Trisha's Pulled Pork:

Directions

  1. Preheat the oven to 450 degrees F.
  2. For the barbecue pork: In a medium saucepan, heat the oil until shimmering. Add the onion and cook until tender, about 5 minutes. Add the butter and garlic and continue to cook until the garlic is softened. Add the ketchup, molasses, vinegar, hot sauce, mustard and brown sugar and simmer until the sugar is melted and the ingredients have combined, about 5 minutes. Transfer to a blender and carefully blend until smooth. Return to the pan, add Trisha's Pulled Pork and keep over low heat to warm through.
  3. For the cheese sauce: Heat the cream and pepper in a small saucepan over low heat until it just begins to steam, about 3 minutes. Gradually add the cheese, stirring until the cheese is completely melted.
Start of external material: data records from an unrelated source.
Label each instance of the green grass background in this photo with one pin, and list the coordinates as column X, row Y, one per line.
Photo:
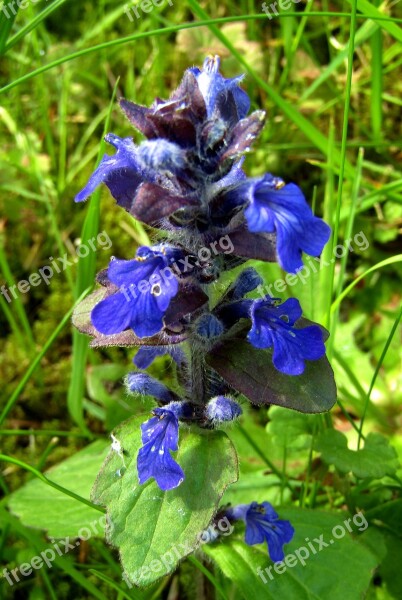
column 328, row 75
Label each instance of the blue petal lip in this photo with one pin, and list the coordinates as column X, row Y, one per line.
column 270, row 207
column 273, row 327
column 263, row 524
column 111, row 315
column 160, row 436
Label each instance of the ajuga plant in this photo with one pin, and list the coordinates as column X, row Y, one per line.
column 164, row 477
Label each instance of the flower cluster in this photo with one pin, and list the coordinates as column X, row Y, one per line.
column 187, row 181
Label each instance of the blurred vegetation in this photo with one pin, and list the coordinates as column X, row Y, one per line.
column 51, row 127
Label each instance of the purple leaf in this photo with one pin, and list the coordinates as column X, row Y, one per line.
column 251, row 372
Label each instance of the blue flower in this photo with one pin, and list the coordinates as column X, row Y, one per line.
column 263, row 524
column 160, row 436
column 276, row 207
column 273, row 325
column 215, row 88
column 221, row 409
column 146, row 287
column 270, row 207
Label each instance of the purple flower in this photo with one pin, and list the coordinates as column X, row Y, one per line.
column 216, row 89
column 144, row 384
column 160, row 436
column 274, row 206
column 146, row 287
column 263, row 524
column 273, row 326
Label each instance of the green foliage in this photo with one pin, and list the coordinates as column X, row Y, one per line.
column 376, row 459
column 340, row 569
column 165, row 526
column 340, row 138
column 64, row 516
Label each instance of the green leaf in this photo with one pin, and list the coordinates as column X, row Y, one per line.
column 376, row 459
column 390, row 569
column 341, row 569
column 390, row 514
column 104, row 386
column 291, row 430
column 152, row 529
column 43, row 507
column 251, row 372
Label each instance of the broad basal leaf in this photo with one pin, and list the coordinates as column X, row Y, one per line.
column 376, row 459
column 154, row 530
column 251, row 372
column 324, row 561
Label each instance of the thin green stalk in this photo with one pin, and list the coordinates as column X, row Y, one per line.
column 377, row 370
column 347, row 236
column 383, row 263
column 376, row 82
column 51, row 432
column 24, row 380
column 19, row 307
column 44, row 479
column 85, row 278
column 261, row 454
column 345, row 126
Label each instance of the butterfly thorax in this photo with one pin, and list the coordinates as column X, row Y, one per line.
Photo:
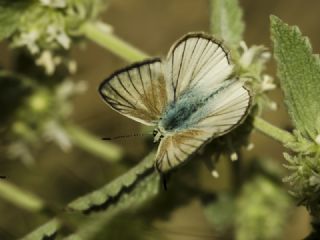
column 180, row 114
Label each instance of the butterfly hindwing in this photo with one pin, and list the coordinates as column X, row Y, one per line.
column 196, row 59
column 137, row 91
column 175, row 149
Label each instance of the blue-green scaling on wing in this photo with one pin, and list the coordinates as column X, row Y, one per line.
column 189, row 96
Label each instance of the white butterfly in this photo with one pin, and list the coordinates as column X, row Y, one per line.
column 189, row 97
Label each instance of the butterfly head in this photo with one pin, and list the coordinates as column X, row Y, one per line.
column 158, row 134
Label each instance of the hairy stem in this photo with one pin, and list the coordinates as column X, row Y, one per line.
column 272, row 131
column 113, row 43
column 105, row 150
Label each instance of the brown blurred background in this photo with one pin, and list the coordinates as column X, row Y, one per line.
column 152, row 26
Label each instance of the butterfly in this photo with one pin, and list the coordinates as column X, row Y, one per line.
column 190, row 97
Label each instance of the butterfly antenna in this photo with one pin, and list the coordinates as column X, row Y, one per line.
column 125, row 136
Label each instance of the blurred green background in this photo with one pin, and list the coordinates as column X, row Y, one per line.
column 152, row 26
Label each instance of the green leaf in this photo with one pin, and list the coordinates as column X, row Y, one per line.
column 10, row 14
column 226, row 21
column 46, row 231
column 145, row 190
column 136, row 185
column 263, row 209
column 299, row 73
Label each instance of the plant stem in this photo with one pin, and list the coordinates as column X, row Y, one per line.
column 20, row 198
column 272, row 131
column 113, row 43
column 107, row 151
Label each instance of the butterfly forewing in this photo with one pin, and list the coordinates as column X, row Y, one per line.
column 226, row 110
column 137, row 91
column 196, row 59
column 175, row 149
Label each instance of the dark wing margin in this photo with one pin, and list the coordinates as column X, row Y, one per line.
column 137, row 91
column 174, row 150
column 197, row 59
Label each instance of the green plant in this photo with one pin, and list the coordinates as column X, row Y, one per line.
column 43, row 106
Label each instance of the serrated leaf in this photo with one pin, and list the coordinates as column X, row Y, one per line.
column 226, row 21
column 46, row 231
column 122, row 188
column 145, row 190
column 10, row 14
column 299, row 73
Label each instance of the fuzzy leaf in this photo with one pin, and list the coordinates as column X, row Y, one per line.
column 129, row 187
column 299, row 73
column 142, row 192
column 46, row 231
column 10, row 14
column 226, row 21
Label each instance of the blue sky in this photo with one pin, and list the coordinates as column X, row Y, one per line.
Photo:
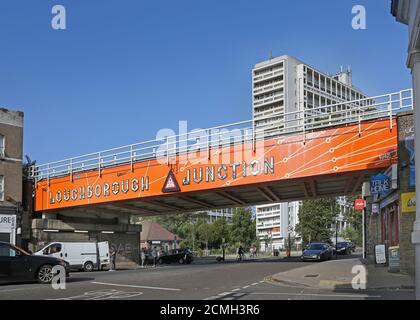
column 125, row 69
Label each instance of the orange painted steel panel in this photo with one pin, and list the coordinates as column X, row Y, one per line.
column 331, row 151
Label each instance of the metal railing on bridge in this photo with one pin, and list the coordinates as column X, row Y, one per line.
column 298, row 122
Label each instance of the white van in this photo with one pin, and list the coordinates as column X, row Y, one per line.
column 80, row 255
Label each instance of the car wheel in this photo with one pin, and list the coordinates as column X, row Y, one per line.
column 88, row 266
column 44, row 274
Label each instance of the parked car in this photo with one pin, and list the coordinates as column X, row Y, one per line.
column 17, row 265
column 317, row 251
column 88, row 256
column 181, row 256
column 344, row 247
column 352, row 246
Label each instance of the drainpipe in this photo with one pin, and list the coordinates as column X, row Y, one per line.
column 414, row 65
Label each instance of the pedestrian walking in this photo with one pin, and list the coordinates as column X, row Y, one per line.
column 154, row 256
column 113, row 256
column 142, row 257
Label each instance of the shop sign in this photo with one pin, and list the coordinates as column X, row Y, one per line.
column 388, row 200
column 408, row 202
column 380, row 254
column 380, row 185
column 7, row 221
column 359, row 204
column 375, row 208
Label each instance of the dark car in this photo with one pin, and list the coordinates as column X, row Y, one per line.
column 317, row 251
column 17, row 265
column 344, row 247
column 181, row 256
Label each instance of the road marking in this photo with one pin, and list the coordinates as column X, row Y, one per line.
column 19, row 289
column 316, row 294
column 133, row 286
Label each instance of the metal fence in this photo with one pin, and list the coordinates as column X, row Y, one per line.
column 299, row 122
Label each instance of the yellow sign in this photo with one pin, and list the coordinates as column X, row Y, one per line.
column 408, row 202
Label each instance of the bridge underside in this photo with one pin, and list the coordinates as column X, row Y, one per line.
column 258, row 194
column 333, row 162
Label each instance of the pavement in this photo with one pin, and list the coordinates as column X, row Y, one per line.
column 340, row 273
column 247, row 280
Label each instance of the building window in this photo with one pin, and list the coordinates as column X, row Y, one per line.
column 1, row 188
column 2, row 146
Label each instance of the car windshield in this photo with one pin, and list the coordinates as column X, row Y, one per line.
column 316, row 246
column 23, row 252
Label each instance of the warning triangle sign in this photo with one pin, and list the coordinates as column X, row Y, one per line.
column 171, row 185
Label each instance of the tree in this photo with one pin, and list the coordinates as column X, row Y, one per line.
column 242, row 229
column 316, row 218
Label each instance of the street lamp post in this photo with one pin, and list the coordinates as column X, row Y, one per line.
column 223, row 234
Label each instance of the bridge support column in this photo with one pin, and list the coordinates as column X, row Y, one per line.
column 414, row 65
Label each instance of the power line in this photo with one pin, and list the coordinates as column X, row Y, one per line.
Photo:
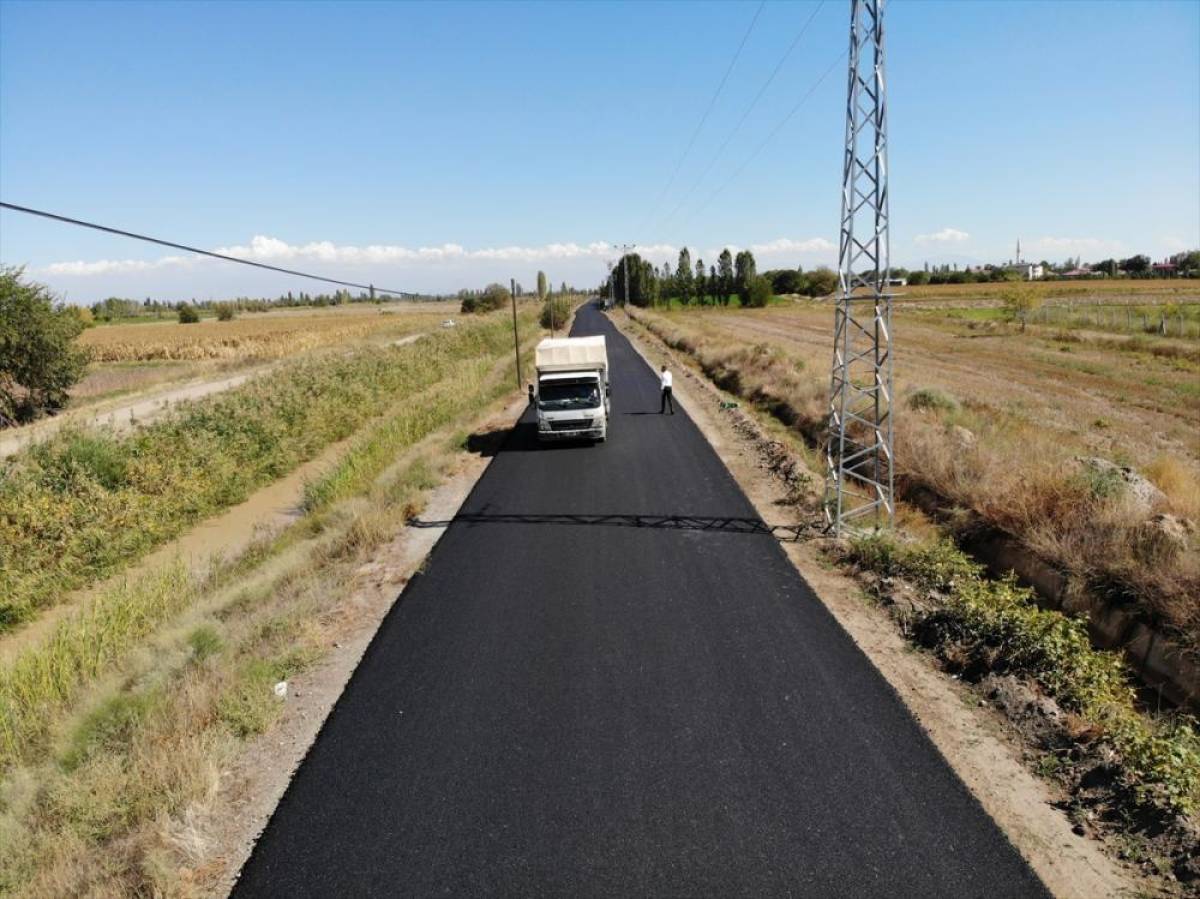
column 197, row 250
column 745, row 114
column 703, row 118
column 769, row 137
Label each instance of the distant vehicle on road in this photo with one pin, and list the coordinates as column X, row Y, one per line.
column 573, row 394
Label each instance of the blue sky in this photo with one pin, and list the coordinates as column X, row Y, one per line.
column 433, row 147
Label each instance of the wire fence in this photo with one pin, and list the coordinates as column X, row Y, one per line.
column 1168, row 319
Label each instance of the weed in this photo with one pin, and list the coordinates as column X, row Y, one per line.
column 109, row 726
column 204, row 642
column 997, row 625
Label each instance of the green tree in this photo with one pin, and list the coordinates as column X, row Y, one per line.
column 39, row 360
column 744, row 275
column 1137, row 264
column 493, row 297
column 785, row 281
column 822, row 282
column 759, row 293
column 683, row 276
column 725, row 270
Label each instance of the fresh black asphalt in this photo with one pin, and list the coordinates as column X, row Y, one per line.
column 609, row 706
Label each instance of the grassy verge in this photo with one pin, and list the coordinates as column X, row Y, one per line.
column 117, row 759
column 996, row 471
column 85, row 503
column 979, row 625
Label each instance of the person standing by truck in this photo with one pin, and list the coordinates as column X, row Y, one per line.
column 665, row 377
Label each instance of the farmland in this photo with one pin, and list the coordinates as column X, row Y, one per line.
column 125, row 688
column 995, row 420
column 133, row 357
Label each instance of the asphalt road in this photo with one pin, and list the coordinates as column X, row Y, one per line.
column 565, row 707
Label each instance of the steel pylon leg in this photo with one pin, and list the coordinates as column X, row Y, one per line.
column 859, row 447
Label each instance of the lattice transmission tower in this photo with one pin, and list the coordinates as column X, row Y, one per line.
column 858, row 455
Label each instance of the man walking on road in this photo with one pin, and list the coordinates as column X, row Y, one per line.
column 665, row 377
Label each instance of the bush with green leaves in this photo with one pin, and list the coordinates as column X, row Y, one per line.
column 39, row 359
column 997, row 625
column 493, row 297
column 760, row 293
column 555, row 313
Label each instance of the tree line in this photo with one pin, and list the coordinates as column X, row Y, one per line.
column 733, row 276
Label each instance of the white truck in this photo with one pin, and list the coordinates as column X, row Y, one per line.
column 573, row 389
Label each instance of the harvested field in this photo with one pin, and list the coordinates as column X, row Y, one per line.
column 256, row 336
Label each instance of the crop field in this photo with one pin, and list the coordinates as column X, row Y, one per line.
column 121, row 714
column 996, row 420
column 1061, row 292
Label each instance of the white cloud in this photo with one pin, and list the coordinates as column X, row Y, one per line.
column 946, row 235
column 115, row 267
column 274, row 251
column 1075, row 245
column 786, row 245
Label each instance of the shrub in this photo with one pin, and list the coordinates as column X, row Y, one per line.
column 495, row 297
column 555, row 313
column 39, row 361
column 821, row 282
column 997, row 625
column 1019, row 301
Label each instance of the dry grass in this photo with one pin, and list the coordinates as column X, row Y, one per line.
column 273, row 335
column 1103, row 289
column 125, row 721
column 1001, row 442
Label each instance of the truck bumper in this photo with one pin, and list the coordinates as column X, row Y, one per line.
column 594, row 433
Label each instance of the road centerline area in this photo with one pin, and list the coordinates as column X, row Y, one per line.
column 619, row 709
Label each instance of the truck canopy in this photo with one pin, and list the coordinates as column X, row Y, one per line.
column 564, row 354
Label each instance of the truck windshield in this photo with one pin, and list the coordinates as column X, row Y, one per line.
column 569, row 395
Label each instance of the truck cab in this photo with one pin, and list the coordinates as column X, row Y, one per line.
column 573, row 394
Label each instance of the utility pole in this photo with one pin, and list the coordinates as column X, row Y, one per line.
column 516, row 341
column 859, row 449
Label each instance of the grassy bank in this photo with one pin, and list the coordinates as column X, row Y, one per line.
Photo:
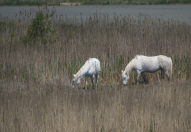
column 114, row 41
column 92, row 2
column 36, row 68
column 156, row 107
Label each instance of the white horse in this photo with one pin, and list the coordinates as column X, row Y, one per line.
column 151, row 64
column 91, row 68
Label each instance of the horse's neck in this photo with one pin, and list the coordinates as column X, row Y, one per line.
column 81, row 73
column 130, row 67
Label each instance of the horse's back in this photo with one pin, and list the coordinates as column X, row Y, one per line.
column 94, row 65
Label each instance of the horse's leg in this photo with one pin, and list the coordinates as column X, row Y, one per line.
column 144, row 77
column 96, row 77
column 138, row 75
column 86, row 77
column 167, row 75
column 162, row 74
column 92, row 78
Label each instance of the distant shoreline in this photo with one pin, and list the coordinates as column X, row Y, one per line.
column 98, row 2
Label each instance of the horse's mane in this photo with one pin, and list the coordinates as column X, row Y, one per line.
column 130, row 65
column 80, row 72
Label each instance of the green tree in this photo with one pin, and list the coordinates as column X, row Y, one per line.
column 40, row 28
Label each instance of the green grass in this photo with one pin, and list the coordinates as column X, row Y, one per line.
column 92, row 2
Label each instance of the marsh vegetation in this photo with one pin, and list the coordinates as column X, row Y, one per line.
column 36, row 73
column 91, row 2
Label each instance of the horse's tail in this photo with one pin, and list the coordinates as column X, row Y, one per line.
column 170, row 70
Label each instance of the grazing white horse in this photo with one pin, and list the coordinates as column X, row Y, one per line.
column 91, row 68
column 151, row 64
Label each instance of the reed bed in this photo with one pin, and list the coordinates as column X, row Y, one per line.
column 156, row 107
column 113, row 40
column 91, row 2
column 35, row 77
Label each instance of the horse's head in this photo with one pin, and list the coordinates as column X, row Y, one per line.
column 125, row 77
column 75, row 81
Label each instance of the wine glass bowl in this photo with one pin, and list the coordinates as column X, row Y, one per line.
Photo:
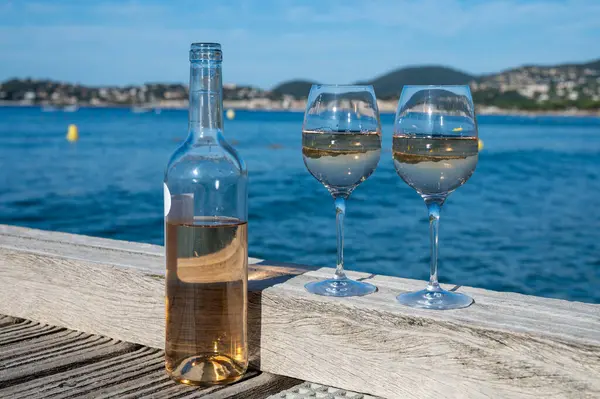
column 435, row 151
column 341, row 147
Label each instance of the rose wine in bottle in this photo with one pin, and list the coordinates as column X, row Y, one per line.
column 206, row 239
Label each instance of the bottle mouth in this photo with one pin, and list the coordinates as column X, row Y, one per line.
column 206, row 52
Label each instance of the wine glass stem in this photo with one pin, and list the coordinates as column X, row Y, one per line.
column 340, row 212
column 433, row 209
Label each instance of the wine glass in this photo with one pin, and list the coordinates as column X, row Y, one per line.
column 435, row 151
column 341, row 145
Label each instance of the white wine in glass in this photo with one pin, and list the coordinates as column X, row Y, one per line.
column 341, row 146
column 435, row 151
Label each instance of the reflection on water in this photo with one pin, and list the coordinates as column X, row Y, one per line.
column 526, row 221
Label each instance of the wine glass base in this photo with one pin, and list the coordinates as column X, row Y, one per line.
column 340, row 288
column 439, row 299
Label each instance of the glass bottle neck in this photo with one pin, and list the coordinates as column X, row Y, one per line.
column 206, row 99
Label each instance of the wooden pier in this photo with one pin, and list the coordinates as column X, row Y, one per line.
column 75, row 305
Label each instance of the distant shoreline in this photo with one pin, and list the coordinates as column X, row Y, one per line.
column 481, row 110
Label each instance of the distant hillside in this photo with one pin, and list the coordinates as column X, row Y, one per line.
column 531, row 87
column 294, row 88
column 390, row 85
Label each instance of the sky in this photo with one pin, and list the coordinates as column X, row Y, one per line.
column 265, row 42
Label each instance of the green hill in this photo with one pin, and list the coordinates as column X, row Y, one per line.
column 390, row 85
column 295, row 88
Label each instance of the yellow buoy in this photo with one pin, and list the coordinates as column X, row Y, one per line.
column 72, row 133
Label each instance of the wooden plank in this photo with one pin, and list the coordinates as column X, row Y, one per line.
column 109, row 287
column 505, row 345
column 8, row 321
column 72, row 363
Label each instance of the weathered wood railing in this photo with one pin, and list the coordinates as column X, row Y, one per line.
column 505, row 345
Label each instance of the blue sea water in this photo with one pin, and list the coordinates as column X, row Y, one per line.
column 527, row 221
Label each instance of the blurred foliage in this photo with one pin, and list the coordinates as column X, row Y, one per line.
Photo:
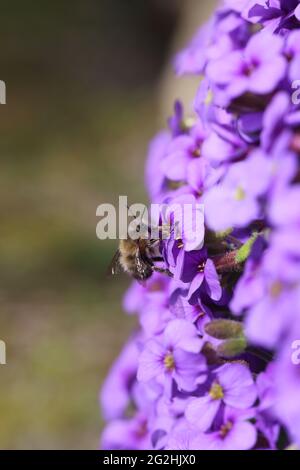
column 80, row 109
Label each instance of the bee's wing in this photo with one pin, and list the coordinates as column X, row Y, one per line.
column 140, row 263
column 115, row 266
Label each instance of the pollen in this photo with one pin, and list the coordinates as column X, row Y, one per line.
column 225, row 429
column 216, row 391
column 169, row 362
column 239, row 194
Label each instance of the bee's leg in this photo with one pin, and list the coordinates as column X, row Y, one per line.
column 162, row 271
column 157, row 259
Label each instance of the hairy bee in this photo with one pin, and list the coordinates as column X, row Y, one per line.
column 137, row 258
column 134, row 257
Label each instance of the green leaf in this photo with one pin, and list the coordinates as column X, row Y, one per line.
column 224, row 329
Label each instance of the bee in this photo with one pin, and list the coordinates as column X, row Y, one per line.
column 136, row 257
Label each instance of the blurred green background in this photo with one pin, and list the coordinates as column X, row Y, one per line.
column 82, row 81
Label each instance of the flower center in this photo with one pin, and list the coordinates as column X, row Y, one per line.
column 239, row 194
column 276, row 289
column 195, row 152
column 169, row 362
column 201, row 267
column 225, row 429
column 216, row 391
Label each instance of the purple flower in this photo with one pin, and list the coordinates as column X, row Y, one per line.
column 155, row 179
column 273, row 14
column 181, row 151
column 115, row 393
column 233, row 432
column 228, row 184
column 193, row 267
column 232, row 385
column 175, row 356
column 234, row 202
column 257, row 69
column 176, row 122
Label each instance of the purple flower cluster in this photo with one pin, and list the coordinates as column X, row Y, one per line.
column 211, row 364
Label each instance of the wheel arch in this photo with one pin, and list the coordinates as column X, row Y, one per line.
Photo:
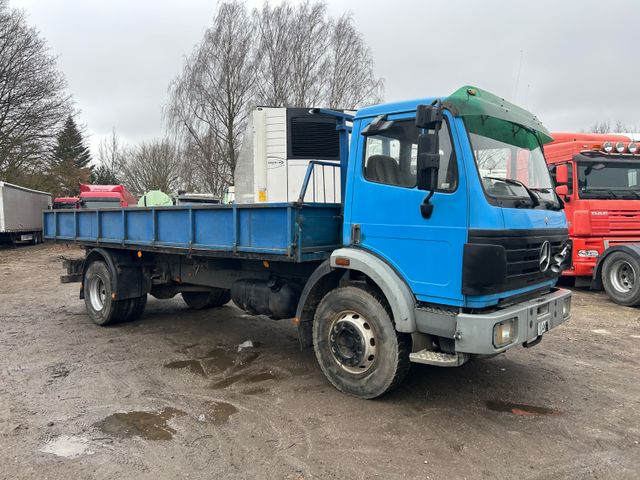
column 329, row 275
column 632, row 249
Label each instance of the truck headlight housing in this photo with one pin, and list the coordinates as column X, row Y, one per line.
column 505, row 333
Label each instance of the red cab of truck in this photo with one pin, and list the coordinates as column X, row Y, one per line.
column 598, row 177
column 101, row 196
column 66, row 202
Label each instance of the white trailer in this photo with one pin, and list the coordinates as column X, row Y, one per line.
column 278, row 147
column 21, row 213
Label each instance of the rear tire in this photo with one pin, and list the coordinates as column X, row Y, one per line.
column 202, row 300
column 356, row 343
column 101, row 307
column 620, row 278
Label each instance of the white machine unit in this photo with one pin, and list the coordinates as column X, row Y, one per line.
column 21, row 213
column 278, row 146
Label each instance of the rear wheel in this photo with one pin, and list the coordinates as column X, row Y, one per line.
column 356, row 343
column 620, row 278
column 98, row 296
column 201, row 300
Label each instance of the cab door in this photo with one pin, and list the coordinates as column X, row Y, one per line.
column 385, row 212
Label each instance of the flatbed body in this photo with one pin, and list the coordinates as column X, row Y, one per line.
column 283, row 231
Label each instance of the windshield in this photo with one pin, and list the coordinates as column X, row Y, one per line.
column 609, row 179
column 511, row 163
column 101, row 203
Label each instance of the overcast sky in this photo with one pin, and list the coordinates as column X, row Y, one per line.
column 570, row 62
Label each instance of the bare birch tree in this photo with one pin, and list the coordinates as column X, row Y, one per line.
column 111, row 156
column 281, row 55
column 209, row 101
column 153, row 165
column 352, row 80
column 274, row 33
column 33, row 100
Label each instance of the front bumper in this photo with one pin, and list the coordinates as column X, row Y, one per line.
column 475, row 332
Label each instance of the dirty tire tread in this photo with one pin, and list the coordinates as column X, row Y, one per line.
column 402, row 340
column 113, row 311
column 631, row 298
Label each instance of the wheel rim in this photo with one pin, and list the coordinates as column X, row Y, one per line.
column 97, row 293
column 352, row 342
column 623, row 276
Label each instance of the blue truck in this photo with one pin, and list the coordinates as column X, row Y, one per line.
column 446, row 245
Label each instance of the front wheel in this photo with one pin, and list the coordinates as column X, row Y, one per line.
column 356, row 343
column 620, row 278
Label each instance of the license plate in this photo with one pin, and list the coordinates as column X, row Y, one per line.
column 543, row 327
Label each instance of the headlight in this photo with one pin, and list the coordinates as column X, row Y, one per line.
column 505, row 332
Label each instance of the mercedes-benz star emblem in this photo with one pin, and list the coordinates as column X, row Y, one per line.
column 545, row 256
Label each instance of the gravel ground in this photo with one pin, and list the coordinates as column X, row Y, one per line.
column 174, row 396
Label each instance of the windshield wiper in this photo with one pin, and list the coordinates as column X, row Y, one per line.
column 512, row 181
column 550, row 205
column 594, row 190
column 633, row 192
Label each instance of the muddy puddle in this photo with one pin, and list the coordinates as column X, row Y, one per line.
column 219, row 413
column 219, row 360
column 194, row 366
column 244, row 378
column 68, row 446
column 520, row 409
column 148, row 425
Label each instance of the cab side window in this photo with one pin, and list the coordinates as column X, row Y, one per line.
column 552, row 171
column 391, row 157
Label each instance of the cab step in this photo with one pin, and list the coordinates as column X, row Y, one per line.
column 439, row 359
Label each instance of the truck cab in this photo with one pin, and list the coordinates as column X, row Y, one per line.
column 445, row 244
column 106, row 196
column 598, row 179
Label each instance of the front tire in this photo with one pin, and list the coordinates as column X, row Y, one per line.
column 202, row 300
column 98, row 297
column 620, row 278
column 356, row 343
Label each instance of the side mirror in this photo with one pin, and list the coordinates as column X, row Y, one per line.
column 428, row 161
column 562, row 174
column 562, row 191
column 428, row 118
Keep warm, adding a bit more cream if the sauce becomes too thick.
  4. For the nachos: In a shallow casserole dish, spread the shredded romaine and then top with the tortilla and potato chips mixed together. Spread the pork over the chips and cover with the shredded Cheddar. Bake until the cheese has melted, 8 to 10 minutes. Pour the cheese sauce over top and garnish with the red onions and scallions.

Trisha's Pulled Pork:

Yield: about 2 pounds
  1. Season the ribs well on all sides with salt and pepper.
  2. In a large Dutch oven over high heat, heat the oil to a shimmer. Add the ribs and sear until browned on all sides, about 8 minutes. Remove the ribs and transfer to a plate. Add the garlic, carrots and onion and cook until golden and caramelized, about 10 minutes. Add the tomato paste and cook for 2 minutes. Add 1 cup of water and, using a wooden spoon, scrape up any browned bits from the bottom of the pan. Add 2 more cups of water and stir to combine.
  3. Return the ribs to the Dutch oven, cover and reduce the heat to low. Cook until fork-tender, about 3 hours.
  4. Remove the ribs from the liquid and transfer to a baking sheet to cool. Strain the cooking liquid and reserve. When cool enough to handle, use 2 forks to shred the pork.